Despite a decline in fatalities, European security officials must be aware of emerging terror threats in faraway hotspots and the new inflammatory dynamic between far-right and Islamist extremists that is increasing uncertainty on home soil.
The 2018 Global Terrorism Index (GTI), recently released by the Institute for Economics and Peace (IEP), showed that Europe had the biggest year-on-year percentage improvement, with total deaths falling by 75%.
According to the report, increased counter-terrorism spending and security measures have reduced the lethality of attacks. Despite the fall in deaths, the number of incidents rose in Western Europe.
Speaking at an event hosted by IEP and Europol, the European Union’s law enforcement agency, security expert and associate professor Dr Alastair Reed, reminded governments that the threat of contemporary terrorism remains despite IEP’s positive findings.
“One of the legacies of the rise of the Islamic State terrorism and foreign fighter phenomenon in recent years, is that it has brought home to governments that terrorism is an interconnected global phenomenon, which can’t be compartmentalised and ignored as long as it is in a different part of the world.” Dr Reed said.
“Now that ISIS has been significantly reduced and the Syrian conflict has reached its end stages, it is important that we don’t forget this, and we continue work to address the terrorist threat abroad as well as at home.”
Dr Reed said the European Union cannot be complacent about the many terrorism hotspots around the world and noted that both Africa and South Asia have operational Al-Qa’ida and ISIS affiliates.
“The big question is will these regional affiliates remain focused on their local struggles, or will any of them be the next “Al-Qa’ida of the Arabian Peninsula,” and develop the intent and capability to plan and carry out attacks in the west,” Dr Reed said.
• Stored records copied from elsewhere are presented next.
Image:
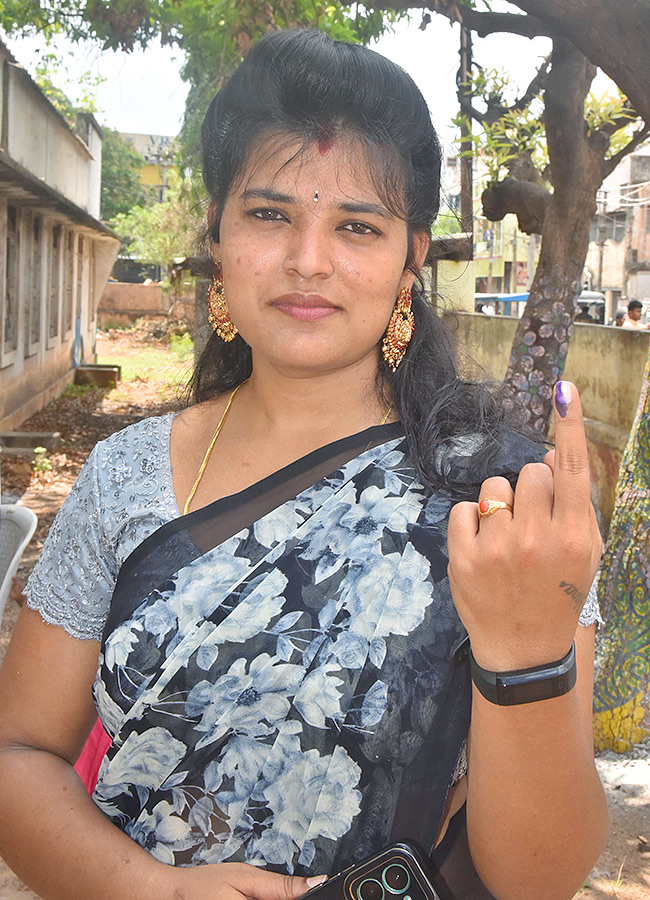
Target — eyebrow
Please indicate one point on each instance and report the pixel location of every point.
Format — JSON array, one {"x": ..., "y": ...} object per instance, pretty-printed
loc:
[{"x": 350, "y": 207}]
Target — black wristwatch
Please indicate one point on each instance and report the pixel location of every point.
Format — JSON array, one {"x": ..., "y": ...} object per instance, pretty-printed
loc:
[{"x": 526, "y": 685}]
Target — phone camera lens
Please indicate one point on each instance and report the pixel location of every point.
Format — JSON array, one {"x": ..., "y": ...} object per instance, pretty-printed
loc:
[
  {"x": 396, "y": 878},
  {"x": 370, "y": 890}
]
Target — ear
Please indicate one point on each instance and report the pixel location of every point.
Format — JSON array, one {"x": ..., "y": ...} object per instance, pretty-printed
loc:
[{"x": 421, "y": 244}]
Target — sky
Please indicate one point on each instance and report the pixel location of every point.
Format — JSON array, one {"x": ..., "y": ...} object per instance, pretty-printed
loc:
[{"x": 143, "y": 92}]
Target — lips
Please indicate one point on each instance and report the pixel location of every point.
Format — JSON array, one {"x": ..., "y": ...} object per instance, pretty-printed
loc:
[{"x": 307, "y": 307}]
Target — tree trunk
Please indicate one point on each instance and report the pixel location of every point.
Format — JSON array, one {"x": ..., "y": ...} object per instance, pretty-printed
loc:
[
  {"x": 622, "y": 689},
  {"x": 542, "y": 338},
  {"x": 613, "y": 34}
]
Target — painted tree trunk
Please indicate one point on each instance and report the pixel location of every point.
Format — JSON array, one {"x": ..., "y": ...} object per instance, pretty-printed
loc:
[
  {"x": 542, "y": 338},
  {"x": 622, "y": 688}
]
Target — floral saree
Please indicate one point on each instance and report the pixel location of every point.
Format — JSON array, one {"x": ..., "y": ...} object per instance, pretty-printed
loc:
[{"x": 279, "y": 673}]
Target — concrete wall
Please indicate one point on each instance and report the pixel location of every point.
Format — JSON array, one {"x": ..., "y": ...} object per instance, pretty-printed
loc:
[
  {"x": 122, "y": 303},
  {"x": 37, "y": 363},
  {"x": 39, "y": 139},
  {"x": 606, "y": 364}
]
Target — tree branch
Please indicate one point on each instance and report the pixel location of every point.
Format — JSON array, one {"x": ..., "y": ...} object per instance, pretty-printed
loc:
[
  {"x": 497, "y": 111},
  {"x": 482, "y": 23},
  {"x": 528, "y": 201},
  {"x": 611, "y": 163}
]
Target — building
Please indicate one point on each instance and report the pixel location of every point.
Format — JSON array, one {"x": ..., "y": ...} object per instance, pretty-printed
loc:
[
  {"x": 157, "y": 150},
  {"x": 55, "y": 254},
  {"x": 504, "y": 258},
  {"x": 618, "y": 262}
]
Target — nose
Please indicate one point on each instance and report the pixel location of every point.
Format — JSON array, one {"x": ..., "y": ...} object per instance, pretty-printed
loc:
[{"x": 309, "y": 251}]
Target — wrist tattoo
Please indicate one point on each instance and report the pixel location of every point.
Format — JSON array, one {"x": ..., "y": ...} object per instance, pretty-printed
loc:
[{"x": 572, "y": 591}]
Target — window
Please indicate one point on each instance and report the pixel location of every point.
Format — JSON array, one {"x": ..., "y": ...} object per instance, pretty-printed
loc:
[
  {"x": 10, "y": 320},
  {"x": 54, "y": 287},
  {"x": 80, "y": 274},
  {"x": 92, "y": 300},
  {"x": 36, "y": 282},
  {"x": 68, "y": 283},
  {"x": 608, "y": 227}
]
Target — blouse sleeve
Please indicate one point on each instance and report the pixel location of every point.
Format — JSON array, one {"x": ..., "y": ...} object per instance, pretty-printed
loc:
[{"x": 72, "y": 583}]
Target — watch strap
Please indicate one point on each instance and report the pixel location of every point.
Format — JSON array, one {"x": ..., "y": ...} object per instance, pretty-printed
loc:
[{"x": 526, "y": 685}]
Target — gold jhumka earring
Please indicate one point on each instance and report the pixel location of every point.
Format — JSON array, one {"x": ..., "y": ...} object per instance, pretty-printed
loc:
[
  {"x": 218, "y": 315},
  {"x": 399, "y": 331}
]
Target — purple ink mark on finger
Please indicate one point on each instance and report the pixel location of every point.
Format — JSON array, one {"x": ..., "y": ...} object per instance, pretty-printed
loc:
[{"x": 562, "y": 397}]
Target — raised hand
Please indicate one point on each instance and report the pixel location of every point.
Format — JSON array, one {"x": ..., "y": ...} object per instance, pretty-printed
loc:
[{"x": 519, "y": 578}]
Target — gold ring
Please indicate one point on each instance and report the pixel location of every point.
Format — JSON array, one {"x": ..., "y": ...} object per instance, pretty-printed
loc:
[{"x": 488, "y": 507}]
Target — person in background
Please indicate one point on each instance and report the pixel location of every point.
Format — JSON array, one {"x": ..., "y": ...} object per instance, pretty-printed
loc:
[{"x": 634, "y": 313}]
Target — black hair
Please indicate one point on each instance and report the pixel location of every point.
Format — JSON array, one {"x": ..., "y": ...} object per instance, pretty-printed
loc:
[{"x": 301, "y": 84}]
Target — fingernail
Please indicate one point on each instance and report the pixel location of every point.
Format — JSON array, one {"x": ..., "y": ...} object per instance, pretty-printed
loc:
[{"x": 563, "y": 397}]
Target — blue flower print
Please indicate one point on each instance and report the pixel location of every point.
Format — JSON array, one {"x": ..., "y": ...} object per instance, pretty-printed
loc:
[
  {"x": 244, "y": 702},
  {"x": 315, "y": 796},
  {"x": 319, "y": 697},
  {"x": 161, "y": 833}
]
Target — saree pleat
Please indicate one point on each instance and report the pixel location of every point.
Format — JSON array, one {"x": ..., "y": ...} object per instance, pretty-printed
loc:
[{"x": 278, "y": 672}]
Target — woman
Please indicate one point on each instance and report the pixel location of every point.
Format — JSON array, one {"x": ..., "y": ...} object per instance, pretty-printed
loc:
[{"x": 282, "y": 670}]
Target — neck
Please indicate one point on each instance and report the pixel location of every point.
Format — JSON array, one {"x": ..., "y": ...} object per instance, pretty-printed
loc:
[{"x": 332, "y": 404}]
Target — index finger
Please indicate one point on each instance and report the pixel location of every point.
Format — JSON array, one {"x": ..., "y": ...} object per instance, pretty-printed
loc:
[{"x": 571, "y": 481}]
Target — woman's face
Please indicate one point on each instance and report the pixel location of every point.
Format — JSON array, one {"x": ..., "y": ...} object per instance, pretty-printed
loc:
[{"x": 312, "y": 260}]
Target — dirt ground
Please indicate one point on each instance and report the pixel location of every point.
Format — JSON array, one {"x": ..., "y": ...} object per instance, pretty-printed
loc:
[{"x": 622, "y": 872}]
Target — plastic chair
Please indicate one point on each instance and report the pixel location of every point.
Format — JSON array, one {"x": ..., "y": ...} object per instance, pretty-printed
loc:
[{"x": 17, "y": 525}]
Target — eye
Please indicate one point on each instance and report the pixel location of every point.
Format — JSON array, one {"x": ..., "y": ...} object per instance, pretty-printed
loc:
[
  {"x": 266, "y": 214},
  {"x": 360, "y": 228}
]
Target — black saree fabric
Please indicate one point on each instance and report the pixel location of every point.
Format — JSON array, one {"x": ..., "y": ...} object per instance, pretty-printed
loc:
[{"x": 279, "y": 674}]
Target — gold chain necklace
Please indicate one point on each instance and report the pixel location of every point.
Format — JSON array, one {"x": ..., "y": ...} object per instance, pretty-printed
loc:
[{"x": 208, "y": 452}]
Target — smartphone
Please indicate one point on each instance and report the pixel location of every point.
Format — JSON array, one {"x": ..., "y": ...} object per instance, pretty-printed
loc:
[{"x": 400, "y": 872}]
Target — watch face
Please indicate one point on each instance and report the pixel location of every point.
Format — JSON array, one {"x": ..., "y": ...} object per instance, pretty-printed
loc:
[{"x": 511, "y": 692}]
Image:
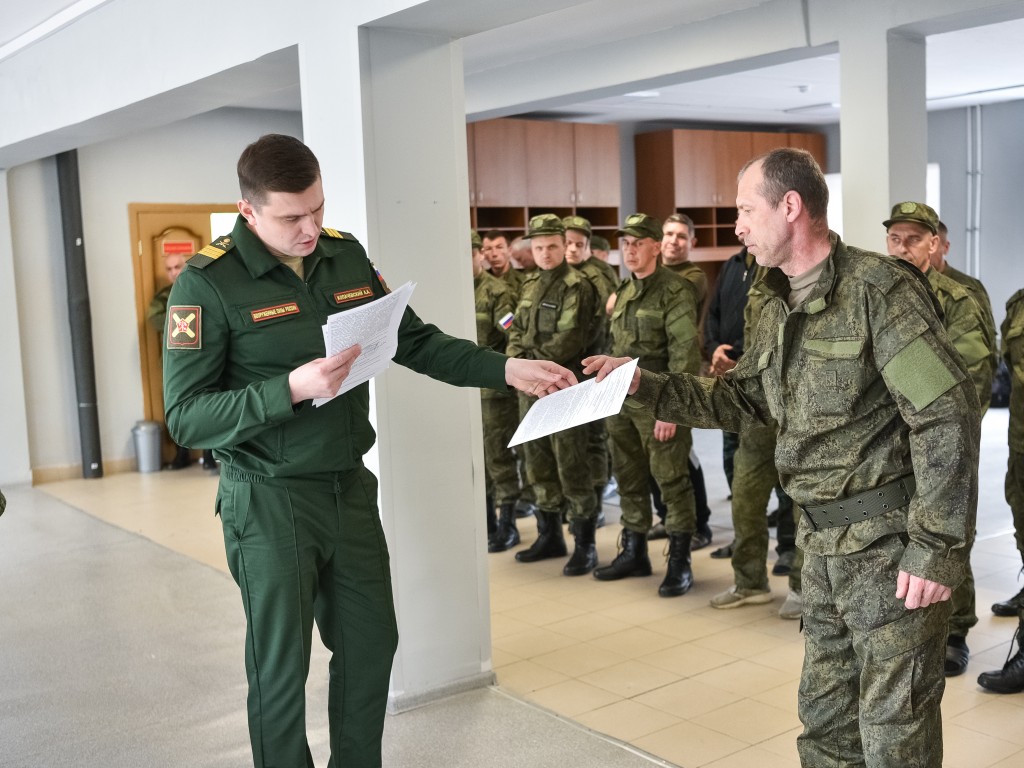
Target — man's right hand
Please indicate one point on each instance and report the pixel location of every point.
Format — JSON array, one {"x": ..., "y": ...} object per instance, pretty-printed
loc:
[
  {"x": 323, "y": 377},
  {"x": 721, "y": 361}
]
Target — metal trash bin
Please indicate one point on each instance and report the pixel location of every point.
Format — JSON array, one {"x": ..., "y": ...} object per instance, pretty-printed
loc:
[{"x": 147, "y": 436}]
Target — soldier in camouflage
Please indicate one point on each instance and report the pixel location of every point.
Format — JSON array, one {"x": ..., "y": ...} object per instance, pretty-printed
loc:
[
  {"x": 500, "y": 411},
  {"x": 655, "y": 320},
  {"x": 555, "y": 318},
  {"x": 912, "y": 236},
  {"x": 879, "y": 426}
]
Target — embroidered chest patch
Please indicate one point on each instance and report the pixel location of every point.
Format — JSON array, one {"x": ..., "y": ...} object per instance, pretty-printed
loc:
[
  {"x": 184, "y": 328},
  {"x": 353, "y": 294},
  {"x": 278, "y": 310}
]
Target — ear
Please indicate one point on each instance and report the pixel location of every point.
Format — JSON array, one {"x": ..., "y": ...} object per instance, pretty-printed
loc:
[{"x": 246, "y": 209}]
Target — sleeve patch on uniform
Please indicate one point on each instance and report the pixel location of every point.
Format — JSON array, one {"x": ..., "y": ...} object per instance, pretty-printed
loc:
[
  {"x": 274, "y": 311},
  {"x": 919, "y": 374},
  {"x": 353, "y": 294},
  {"x": 183, "y": 328}
]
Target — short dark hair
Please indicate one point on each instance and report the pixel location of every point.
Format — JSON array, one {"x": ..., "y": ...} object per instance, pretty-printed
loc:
[
  {"x": 681, "y": 218},
  {"x": 790, "y": 169},
  {"x": 275, "y": 163},
  {"x": 496, "y": 233}
]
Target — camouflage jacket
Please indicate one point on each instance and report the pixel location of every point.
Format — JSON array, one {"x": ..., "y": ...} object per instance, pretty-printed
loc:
[
  {"x": 965, "y": 323},
  {"x": 655, "y": 320},
  {"x": 495, "y": 302},
  {"x": 865, "y": 387},
  {"x": 1012, "y": 332},
  {"x": 554, "y": 320}
]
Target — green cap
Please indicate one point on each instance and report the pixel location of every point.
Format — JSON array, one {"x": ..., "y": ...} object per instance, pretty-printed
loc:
[
  {"x": 919, "y": 213},
  {"x": 642, "y": 225},
  {"x": 546, "y": 223},
  {"x": 577, "y": 222}
]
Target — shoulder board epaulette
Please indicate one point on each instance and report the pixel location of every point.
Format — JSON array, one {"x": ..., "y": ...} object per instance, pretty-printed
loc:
[
  {"x": 212, "y": 252},
  {"x": 337, "y": 233}
]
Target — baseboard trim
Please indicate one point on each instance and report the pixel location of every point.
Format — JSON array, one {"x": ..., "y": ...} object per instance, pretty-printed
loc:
[{"x": 399, "y": 702}]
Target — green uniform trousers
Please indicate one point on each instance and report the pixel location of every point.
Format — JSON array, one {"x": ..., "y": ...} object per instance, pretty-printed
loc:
[
  {"x": 558, "y": 471},
  {"x": 501, "y": 417},
  {"x": 872, "y": 677},
  {"x": 299, "y": 550},
  {"x": 637, "y": 457}
]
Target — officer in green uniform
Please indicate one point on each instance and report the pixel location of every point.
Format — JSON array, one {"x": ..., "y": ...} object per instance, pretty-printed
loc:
[
  {"x": 879, "y": 425},
  {"x": 243, "y": 360},
  {"x": 555, "y": 321},
  {"x": 500, "y": 411},
  {"x": 912, "y": 236},
  {"x": 655, "y": 320},
  {"x": 605, "y": 281},
  {"x": 1012, "y": 334}
]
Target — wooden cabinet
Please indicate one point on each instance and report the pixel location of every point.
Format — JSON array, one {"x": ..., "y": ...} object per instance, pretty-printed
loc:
[
  {"x": 520, "y": 168},
  {"x": 694, "y": 172}
]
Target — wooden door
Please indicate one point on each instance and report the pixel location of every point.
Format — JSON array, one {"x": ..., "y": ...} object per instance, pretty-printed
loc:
[
  {"x": 500, "y": 155},
  {"x": 158, "y": 229},
  {"x": 550, "y": 164},
  {"x": 598, "y": 167}
]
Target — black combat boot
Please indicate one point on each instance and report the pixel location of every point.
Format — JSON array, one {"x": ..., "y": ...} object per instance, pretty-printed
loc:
[
  {"x": 506, "y": 534},
  {"x": 679, "y": 577},
  {"x": 632, "y": 559},
  {"x": 550, "y": 539},
  {"x": 1011, "y": 678},
  {"x": 584, "y": 557}
]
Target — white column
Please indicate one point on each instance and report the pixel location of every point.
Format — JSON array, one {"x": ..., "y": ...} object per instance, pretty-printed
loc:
[
  {"x": 409, "y": 156},
  {"x": 883, "y": 127},
  {"x": 14, "y": 463}
]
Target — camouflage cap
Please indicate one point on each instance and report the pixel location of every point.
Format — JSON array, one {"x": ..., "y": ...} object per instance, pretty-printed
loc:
[
  {"x": 579, "y": 223},
  {"x": 545, "y": 223},
  {"x": 919, "y": 213},
  {"x": 642, "y": 225}
]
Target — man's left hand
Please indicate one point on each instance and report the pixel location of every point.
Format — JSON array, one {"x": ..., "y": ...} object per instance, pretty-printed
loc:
[
  {"x": 920, "y": 593},
  {"x": 537, "y": 377}
]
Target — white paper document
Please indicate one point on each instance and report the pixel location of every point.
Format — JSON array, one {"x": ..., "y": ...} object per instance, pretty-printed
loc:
[
  {"x": 375, "y": 328},
  {"x": 570, "y": 408}
]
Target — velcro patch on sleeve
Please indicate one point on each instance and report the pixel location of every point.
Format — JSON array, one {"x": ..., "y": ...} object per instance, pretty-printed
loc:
[
  {"x": 353, "y": 294},
  {"x": 184, "y": 328},
  {"x": 919, "y": 374}
]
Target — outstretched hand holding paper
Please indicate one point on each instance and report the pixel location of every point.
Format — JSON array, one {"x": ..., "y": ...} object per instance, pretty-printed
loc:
[{"x": 587, "y": 401}]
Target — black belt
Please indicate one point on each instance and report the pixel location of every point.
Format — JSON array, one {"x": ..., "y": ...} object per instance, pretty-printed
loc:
[{"x": 862, "y": 506}]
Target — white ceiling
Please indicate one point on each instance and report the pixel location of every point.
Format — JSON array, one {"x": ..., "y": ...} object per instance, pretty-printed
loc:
[{"x": 982, "y": 65}]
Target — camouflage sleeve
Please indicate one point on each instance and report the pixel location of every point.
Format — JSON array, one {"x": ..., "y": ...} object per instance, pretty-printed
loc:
[
  {"x": 681, "y": 329},
  {"x": 937, "y": 400}
]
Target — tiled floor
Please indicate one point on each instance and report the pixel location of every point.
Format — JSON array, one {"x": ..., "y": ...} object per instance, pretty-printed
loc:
[{"x": 690, "y": 684}]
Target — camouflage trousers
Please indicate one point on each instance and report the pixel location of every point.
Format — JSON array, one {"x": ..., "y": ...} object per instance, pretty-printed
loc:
[
  {"x": 754, "y": 477},
  {"x": 501, "y": 417},
  {"x": 1015, "y": 496},
  {"x": 872, "y": 677},
  {"x": 558, "y": 470},
  {"x": 637, "y": 457}
]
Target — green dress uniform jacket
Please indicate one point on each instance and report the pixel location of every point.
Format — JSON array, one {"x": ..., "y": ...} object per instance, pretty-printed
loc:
[
  {"x": 969, "y": 331},
  {"x": 866, "y": 388},
  {"x": 256, "y": 322}
]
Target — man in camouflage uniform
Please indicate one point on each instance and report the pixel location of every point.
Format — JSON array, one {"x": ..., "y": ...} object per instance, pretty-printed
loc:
[
  {"x": 605, "y": 280},
  {"x": 1012, "y": 334},
  {"x": 655, "y": 320},
  {"x": 495, "y": 307},
  {"x": 556, "y": 318},
  {"x": 912, "y": 236},
  {"x": 879, "y": 426}
]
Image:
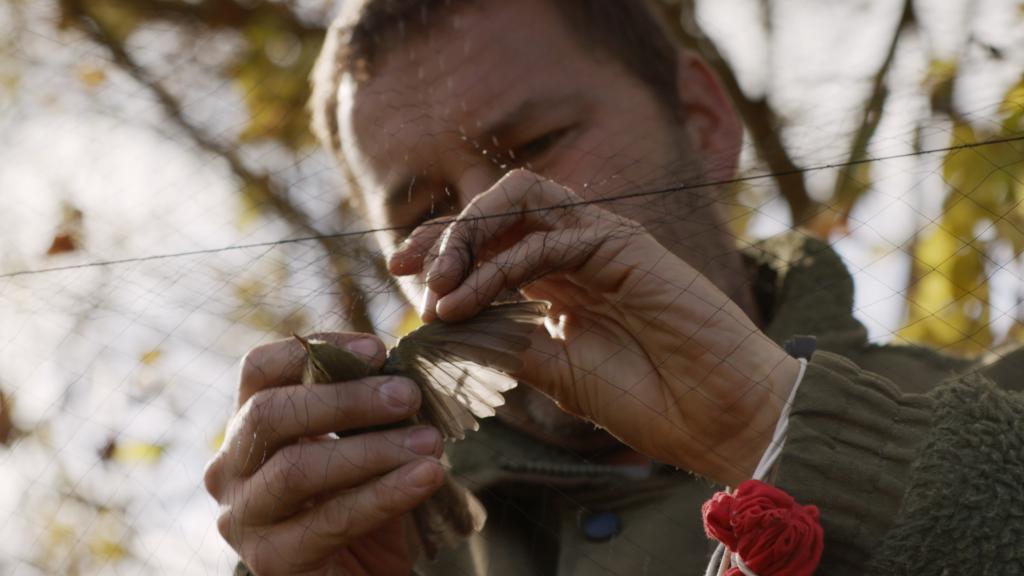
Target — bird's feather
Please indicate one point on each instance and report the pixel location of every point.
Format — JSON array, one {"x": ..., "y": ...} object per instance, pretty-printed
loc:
[{"x": 462, "y": 369}]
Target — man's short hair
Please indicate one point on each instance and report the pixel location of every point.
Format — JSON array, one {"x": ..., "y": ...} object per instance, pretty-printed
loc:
[{"x": 629, "y": 31}]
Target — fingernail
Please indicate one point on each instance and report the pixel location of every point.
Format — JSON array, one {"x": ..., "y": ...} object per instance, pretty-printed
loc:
[
  {"x": 367, "y": 347},
  {"x": 399, "y": 394},
  {"x": 424, "y": 441},
  {"x": 428, "y": 303},
  {"x": 425, "y": 474}
]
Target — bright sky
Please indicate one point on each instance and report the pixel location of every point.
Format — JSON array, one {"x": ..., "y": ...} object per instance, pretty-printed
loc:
[{"x": 71, "y": 341}]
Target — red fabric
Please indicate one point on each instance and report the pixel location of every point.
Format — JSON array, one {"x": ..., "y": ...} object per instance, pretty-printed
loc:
[{"x": 773, "y": 534}]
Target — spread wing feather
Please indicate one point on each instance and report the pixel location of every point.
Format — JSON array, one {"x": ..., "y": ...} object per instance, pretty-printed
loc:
[{"x": 462, "y": 367}]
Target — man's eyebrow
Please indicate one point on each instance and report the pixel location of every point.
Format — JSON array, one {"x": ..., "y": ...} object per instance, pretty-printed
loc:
[{"x": 504, "y": 123}]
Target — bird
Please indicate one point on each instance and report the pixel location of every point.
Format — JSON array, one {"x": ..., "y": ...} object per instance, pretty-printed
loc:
[{"x": 462, "y": 370}]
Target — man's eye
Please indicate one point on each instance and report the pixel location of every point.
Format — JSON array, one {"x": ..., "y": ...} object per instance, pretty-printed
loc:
[
  {"x": 537, "y": 147},
  {"x": 438, "y": 207}
]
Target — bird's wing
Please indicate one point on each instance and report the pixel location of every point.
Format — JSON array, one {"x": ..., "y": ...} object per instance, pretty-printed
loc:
[{"x": 463, "y": 368}]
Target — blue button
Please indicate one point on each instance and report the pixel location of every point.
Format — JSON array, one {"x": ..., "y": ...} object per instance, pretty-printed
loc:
[{"x": 600, "y": 527}]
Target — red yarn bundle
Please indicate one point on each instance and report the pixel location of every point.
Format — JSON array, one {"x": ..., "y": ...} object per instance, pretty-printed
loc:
[{"x": 770, "y": 532}]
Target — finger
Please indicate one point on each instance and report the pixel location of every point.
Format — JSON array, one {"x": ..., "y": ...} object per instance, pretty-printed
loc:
[
  {"x": 281, "y": 363},
  {"x": 516, "y": 198},
  {"x": 274, "y": 417},
  {"x": 538, "y": 254},
  {"x": 320, "y": 532},
  {"x": 409, "y": 256},
  {"x": 306, "y": 470}
]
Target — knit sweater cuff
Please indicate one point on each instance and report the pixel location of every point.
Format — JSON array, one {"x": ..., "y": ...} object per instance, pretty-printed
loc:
[{"x": 851, "y": 442}]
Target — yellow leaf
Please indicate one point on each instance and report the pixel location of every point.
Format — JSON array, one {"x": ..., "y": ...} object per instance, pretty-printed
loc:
[
  {"x": 218, "y": 440},
  {"x": 91, "y": 76},
  {"x": 108, "y": 549},
  {"x": 410, "y": 321},
  {"x": 142, "y": 452},
  {"x": 151, "y": 357}
]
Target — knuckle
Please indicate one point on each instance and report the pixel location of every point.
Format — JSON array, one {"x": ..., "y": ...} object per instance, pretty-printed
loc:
[
  {"x": 336, "y": 517},
  {"x": 225, "y": 525},
  {"x": 386, "y": 498},
  {"x": 213, "y": 476},
  {"x": 253, "y": 368},
  {"x": 287, "y": 472},
  {"x": 260, "y": 559}
]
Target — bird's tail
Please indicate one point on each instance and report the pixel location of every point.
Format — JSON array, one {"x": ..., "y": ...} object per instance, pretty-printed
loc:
[{"x": 451, "y": 515}]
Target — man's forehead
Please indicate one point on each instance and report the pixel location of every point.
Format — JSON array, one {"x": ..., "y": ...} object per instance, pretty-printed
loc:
[{"x": 476, "y": 65}]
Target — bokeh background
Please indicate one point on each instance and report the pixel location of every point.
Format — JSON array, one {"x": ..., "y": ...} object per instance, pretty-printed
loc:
[{"x": 164, "y": 208}]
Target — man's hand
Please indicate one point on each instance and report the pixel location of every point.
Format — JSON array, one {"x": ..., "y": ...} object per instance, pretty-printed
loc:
[
  {"x": 639, "y": 341},
  {"x": 297, "y": 501}
]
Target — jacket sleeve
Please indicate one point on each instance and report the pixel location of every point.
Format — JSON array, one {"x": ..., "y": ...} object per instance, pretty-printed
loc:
[{"x": 908, "y": 483}]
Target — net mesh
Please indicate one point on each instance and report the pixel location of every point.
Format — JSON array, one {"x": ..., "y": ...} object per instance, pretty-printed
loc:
[{"x": 166, "y": 210}]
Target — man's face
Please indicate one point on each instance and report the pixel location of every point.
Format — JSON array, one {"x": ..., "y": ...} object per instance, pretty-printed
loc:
[{"x": 497, "y": 85}]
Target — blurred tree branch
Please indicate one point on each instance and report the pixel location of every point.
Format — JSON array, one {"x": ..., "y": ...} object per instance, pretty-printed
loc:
[
  {"x": 264, "y": 189},
  {"x": 851, "y": 181},
  {"x": 758, "y": 116}
]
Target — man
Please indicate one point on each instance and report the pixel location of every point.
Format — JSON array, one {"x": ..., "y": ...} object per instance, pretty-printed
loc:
[{"x": 574, "y": 150}]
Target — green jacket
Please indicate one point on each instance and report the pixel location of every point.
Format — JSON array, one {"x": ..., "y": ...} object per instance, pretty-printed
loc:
[{"x": 914, "y": 458}]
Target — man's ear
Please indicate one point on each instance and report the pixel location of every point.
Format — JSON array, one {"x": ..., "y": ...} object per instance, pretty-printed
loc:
[{"x": 712, "y": 124}]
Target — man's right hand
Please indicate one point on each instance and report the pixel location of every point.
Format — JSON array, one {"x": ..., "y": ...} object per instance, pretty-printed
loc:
[{"x": 295, "y": 500}]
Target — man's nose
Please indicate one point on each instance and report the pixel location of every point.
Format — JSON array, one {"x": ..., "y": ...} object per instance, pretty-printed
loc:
[{"x": 474, "y": 179}]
Findings from the GTI show that in the Maghreb and Sahel regions of North Africa, there has been a resurgence of terrorist activity in the past two years, most notably of Al-Qa’ida. As of March 2018, there were more than 9,000 members of terrorist groups active in the region, mostly concentrated in Libya and Algeria.
Elsewhere in Africa, the largest increases in deaths from terrorism occurred in Egypt and Somalia, with deaths increasing by 123% and 93% respectively.
The latest data for South Asia shows that Afghanistan had more deaths from terrorism than any other country in 2017, overtaking Iraq.
Far-right terrorism in Europe is also a growing threat. In Western Europe, there were 12 attacks in the United Kingdom, six in Sweden, and two in both Greece and France, according to the GTI.
Dr Reed said the issue of “Reciprocal Radicalisation,” when extremist groups become more violent in response to each other’s activity, should remain of great concern to European officials.
The public event on ‘Data-Driven Analysis on Trends in Terrorism’ was held at Europol headquarters in The Hague and arranged by IEP. More than 120 people attended the presentation including diplomats, security and terrorism experts, and members of the public.
Dr Reed was an official speaker at the event alongside Head of the European Counter Terrorism Centre Mr. Manuel Navarrete, and Research Fellow from the Institute for Economics and Peace, Murray Ackman. Dr Reed is Associate Professor at Delft University of Technology in The Netherlands and the Cyber Intelligence and Threats Centre at Swansea University in the United Kingdom.
The opinions expressed throughout this article do not necessarily reflect the opinions of Vision of Humanity or the Institute for Economics & Peace.